Nanoparticles in the aquatic environment

Primárne karty

ISBN: 978-80-972360-2-1

Nanoparticles in the aquatic environment

Daniela Hlávková1 , Barbora Havelková1 , Miroslava Beklová1
1 Department of Ecology and Diseases of Game, Fish and Bees, Faculty of Veterinary Hygiene and Ecology, University of Veterinary and Pharmaceutical Sciences Brno, Czech Republic

Nanoparticles have diverse applications in electronics, medical devices and cosmetics. The increasing production and use of nanoparticles results in their higher concentrations in the environment. This may lead to undesirable environmental effects. Therefore, investigating the potential aquatic toxicity of nanomaterials has become an important issue.

The aim of this study was to examine the acute toxicities of of three platinum nanoparticles (PtNPs, 3.1–24.4 nm) and two silver nanoparticles (AgNPs 0.7–18.2 nm) to aquatic organisms and find out the biological effect of small and large sized nanoparticles. Concentrations for each organism were chosen on the basis of the range finding test. Nanoparticles were characterized by transmission electron microscopy (TEM) and by dynamic light scattering (DLS). Tests were conducted with representatives of freshwater ecosystem (water fleas Daphnia magna) and marine ecosystem (bacteria Vibrio fischeri). Experiments were carried out methodologically in accordance with the following standards: OECD 202 guideline and ISO 11348–2.
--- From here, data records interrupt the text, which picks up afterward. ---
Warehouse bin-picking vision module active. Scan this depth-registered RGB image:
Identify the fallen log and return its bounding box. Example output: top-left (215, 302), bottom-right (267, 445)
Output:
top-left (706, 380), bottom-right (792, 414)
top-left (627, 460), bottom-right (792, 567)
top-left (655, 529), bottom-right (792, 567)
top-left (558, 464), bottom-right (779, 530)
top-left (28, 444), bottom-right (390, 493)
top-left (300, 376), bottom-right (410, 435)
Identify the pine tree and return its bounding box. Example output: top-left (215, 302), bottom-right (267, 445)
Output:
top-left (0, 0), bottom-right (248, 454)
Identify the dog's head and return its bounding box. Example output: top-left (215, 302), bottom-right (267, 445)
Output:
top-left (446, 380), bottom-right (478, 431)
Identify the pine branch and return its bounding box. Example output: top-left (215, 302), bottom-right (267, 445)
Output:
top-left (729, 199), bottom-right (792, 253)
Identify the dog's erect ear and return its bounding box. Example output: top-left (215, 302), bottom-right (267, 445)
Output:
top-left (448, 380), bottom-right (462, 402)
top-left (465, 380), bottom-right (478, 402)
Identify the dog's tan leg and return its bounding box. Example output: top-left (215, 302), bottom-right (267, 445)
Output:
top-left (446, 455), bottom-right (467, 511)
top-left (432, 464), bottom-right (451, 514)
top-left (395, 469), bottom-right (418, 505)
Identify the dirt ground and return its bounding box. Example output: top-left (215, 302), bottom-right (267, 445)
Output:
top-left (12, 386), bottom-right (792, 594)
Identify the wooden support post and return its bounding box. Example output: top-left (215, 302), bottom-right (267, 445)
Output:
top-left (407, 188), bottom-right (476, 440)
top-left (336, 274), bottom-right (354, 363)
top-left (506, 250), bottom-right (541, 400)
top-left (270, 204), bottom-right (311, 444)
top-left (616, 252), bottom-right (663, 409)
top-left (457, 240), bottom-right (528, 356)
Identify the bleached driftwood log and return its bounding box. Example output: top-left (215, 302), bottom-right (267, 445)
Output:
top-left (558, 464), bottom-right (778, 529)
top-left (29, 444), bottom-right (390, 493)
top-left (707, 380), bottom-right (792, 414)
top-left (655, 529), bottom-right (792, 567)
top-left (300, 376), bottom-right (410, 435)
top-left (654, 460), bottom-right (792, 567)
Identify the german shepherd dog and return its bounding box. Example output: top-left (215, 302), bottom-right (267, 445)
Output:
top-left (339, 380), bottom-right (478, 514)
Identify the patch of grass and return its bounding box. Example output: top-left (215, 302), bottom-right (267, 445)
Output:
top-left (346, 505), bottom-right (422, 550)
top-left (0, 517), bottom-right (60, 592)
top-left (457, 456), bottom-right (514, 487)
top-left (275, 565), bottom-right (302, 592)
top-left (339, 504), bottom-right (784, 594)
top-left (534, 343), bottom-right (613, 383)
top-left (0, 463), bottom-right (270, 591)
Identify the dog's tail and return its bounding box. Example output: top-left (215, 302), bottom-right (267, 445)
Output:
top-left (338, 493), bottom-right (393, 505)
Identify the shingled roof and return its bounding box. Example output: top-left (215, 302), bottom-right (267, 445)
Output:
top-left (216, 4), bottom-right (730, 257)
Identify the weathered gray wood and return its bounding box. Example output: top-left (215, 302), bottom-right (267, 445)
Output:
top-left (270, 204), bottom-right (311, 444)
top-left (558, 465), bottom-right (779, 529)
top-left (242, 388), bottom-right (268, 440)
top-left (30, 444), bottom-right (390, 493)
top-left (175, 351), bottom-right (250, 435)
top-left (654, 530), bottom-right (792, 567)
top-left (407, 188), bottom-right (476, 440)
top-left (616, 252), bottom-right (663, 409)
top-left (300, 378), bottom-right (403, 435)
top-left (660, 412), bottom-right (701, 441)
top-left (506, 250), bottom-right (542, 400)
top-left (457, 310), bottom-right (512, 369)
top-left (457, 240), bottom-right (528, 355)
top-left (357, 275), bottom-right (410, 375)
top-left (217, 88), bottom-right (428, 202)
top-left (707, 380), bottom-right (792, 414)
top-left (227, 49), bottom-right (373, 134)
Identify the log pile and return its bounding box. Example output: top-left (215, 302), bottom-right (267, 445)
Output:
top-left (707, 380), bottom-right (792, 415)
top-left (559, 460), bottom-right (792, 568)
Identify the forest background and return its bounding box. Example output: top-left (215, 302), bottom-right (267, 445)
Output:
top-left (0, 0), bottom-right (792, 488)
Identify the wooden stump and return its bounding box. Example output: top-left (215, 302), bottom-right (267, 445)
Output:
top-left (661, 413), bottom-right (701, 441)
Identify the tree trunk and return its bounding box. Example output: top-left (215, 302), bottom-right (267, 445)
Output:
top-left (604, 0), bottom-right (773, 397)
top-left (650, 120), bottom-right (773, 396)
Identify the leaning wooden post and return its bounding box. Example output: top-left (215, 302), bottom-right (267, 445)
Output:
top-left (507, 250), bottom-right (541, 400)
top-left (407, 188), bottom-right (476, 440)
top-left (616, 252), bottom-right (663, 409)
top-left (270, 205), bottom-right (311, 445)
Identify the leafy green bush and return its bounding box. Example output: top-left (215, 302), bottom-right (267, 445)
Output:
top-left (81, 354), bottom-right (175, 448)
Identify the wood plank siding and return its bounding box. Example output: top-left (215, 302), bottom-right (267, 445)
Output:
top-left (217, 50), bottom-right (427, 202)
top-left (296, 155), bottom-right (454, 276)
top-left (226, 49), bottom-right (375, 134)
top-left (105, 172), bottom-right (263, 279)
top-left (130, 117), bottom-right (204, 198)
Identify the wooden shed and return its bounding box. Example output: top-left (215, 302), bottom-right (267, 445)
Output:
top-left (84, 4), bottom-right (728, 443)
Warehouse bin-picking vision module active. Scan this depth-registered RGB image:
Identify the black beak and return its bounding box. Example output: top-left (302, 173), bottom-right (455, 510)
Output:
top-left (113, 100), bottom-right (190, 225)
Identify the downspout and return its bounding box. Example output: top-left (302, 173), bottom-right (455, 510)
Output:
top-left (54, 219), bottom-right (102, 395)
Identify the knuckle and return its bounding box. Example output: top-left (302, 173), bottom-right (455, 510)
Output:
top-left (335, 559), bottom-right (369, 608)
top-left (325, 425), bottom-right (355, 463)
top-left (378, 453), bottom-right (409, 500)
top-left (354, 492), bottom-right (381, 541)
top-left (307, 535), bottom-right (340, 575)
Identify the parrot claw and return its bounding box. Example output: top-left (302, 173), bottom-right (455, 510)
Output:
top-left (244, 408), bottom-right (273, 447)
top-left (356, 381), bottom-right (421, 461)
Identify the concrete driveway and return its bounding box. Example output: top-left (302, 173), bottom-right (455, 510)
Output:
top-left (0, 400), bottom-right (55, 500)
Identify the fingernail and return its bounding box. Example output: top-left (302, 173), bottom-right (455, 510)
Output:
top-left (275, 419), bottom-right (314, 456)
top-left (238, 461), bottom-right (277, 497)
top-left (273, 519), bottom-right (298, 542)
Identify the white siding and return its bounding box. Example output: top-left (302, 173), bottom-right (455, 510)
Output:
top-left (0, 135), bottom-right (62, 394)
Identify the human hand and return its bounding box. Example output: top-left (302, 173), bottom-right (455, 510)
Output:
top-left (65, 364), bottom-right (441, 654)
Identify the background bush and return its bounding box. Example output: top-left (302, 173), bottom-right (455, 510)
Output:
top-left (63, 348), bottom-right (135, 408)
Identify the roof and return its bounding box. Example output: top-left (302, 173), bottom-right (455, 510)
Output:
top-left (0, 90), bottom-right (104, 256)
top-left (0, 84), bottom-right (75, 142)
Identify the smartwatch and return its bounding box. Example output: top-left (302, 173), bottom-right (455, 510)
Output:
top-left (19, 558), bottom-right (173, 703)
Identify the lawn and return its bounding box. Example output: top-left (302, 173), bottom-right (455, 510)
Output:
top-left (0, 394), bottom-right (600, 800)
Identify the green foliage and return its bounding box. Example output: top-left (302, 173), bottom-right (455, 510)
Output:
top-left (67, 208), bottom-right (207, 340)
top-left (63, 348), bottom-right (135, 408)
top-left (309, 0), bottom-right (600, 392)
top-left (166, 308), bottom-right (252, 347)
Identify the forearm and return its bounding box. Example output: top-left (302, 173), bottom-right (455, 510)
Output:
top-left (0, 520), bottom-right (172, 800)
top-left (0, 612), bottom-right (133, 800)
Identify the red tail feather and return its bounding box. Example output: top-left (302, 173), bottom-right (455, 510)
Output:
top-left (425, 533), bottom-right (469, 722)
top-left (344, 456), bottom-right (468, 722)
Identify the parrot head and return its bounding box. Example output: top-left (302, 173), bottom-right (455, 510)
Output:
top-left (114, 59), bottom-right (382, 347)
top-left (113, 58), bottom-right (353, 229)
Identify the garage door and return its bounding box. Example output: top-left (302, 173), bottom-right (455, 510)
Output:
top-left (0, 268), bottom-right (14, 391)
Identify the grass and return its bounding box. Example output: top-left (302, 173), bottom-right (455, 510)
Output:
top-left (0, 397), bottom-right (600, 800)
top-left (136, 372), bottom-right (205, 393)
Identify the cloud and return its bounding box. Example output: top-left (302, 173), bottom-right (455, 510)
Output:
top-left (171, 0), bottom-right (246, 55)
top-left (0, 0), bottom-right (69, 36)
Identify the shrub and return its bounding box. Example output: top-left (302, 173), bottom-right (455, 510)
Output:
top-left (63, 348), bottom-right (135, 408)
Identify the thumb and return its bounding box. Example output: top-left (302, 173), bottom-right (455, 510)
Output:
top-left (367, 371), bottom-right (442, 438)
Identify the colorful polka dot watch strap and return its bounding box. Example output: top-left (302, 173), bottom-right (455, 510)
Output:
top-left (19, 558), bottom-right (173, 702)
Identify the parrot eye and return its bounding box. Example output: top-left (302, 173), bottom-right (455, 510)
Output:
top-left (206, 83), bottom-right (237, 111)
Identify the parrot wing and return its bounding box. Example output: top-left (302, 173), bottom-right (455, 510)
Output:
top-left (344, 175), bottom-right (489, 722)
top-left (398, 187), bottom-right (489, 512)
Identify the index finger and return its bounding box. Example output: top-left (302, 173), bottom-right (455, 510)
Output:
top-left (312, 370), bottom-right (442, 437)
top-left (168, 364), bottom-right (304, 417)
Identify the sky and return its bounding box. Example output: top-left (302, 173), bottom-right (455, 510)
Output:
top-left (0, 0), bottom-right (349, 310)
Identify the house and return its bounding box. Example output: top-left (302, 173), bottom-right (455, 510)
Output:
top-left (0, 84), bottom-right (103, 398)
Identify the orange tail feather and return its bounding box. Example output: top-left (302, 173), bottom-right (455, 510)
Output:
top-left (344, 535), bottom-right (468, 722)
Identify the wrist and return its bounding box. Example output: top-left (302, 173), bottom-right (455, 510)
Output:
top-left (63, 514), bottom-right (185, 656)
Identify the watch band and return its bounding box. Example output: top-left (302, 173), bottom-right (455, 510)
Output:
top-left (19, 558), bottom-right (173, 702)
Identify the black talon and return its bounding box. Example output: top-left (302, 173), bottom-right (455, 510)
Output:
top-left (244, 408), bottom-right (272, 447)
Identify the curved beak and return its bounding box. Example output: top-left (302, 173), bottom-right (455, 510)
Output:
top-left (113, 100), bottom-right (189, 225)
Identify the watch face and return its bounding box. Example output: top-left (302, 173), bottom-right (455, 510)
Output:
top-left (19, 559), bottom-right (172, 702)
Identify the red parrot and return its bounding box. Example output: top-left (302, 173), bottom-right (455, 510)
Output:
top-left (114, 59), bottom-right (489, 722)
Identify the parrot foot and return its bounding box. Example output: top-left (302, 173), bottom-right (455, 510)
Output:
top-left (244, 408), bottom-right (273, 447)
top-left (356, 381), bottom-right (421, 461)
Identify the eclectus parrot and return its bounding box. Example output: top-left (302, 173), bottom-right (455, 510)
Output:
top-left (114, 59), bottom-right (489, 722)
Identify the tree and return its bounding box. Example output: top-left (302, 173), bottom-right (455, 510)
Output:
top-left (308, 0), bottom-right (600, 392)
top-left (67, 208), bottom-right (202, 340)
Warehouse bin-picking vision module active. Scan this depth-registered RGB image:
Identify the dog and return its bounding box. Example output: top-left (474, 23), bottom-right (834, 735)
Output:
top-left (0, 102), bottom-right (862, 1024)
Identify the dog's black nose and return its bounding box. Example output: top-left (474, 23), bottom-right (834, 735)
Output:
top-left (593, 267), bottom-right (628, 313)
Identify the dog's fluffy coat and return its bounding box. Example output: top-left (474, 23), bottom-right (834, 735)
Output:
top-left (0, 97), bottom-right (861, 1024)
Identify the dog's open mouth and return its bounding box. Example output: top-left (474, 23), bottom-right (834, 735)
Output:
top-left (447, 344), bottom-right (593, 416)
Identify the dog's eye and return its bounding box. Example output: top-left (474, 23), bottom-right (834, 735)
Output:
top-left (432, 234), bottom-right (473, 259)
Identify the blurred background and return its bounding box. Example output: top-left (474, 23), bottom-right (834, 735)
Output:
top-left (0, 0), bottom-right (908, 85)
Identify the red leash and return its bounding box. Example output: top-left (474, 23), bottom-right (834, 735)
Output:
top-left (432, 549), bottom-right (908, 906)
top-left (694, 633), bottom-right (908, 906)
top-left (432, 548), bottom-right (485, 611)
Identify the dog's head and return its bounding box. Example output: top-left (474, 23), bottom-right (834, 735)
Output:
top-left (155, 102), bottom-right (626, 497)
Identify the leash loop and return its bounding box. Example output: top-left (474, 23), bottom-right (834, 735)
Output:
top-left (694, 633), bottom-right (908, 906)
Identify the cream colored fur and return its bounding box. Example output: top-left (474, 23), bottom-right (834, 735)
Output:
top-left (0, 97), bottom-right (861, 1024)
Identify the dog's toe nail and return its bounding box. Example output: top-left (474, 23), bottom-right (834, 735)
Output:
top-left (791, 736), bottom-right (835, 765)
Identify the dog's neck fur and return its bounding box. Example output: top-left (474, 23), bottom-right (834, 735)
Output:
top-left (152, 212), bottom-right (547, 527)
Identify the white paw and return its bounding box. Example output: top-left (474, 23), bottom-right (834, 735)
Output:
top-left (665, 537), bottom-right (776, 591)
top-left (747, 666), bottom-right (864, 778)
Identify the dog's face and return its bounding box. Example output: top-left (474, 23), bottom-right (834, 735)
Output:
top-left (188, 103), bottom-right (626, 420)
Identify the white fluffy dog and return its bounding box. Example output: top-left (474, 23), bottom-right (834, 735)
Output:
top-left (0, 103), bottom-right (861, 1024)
The ecotoxicity of platinum and silver nanoparticles varies considerably according to the test organisms and particle size. Daphnia magna showed the highest sensitivity to the tested AgNPs. Vibrio fischeri was the least sensitive to the silver nanoparticles. The 30´EC50 value for AgNPs was 1255–9090 µg.Ll-1. Such a low toxicity of AgNPs  to marine bacteria results probably from changes in toxic effect of silver due to chloride complexation. While the marine bacteria responded most sensitively to the presence of platinum nanoparticles. The effective concentration of Pt1 (3.1–10 nm) and Pt3 (8.7-24.4 nm) that caused 50% inhibition in bioluminescence of Vibrio fischeri was 135.47 µg.L-1 and 254.64 µg.L- 1, respectively.

The low EC50 values show high toxicity to Daphnids and confirm the strong bactericidal effects of NPs. The smaller sized platinum nanoparticles showed higher toxicity to Daphnia magna and Vibrio fischeri. These organisms are good bioindicators for assessing the acute toxicity of environmental contaminants.


The study was supported by the Internal Grant Agency of the University of Veterinary and Pharmaceutical Sciences Brno (No. 218/2018/FVHE).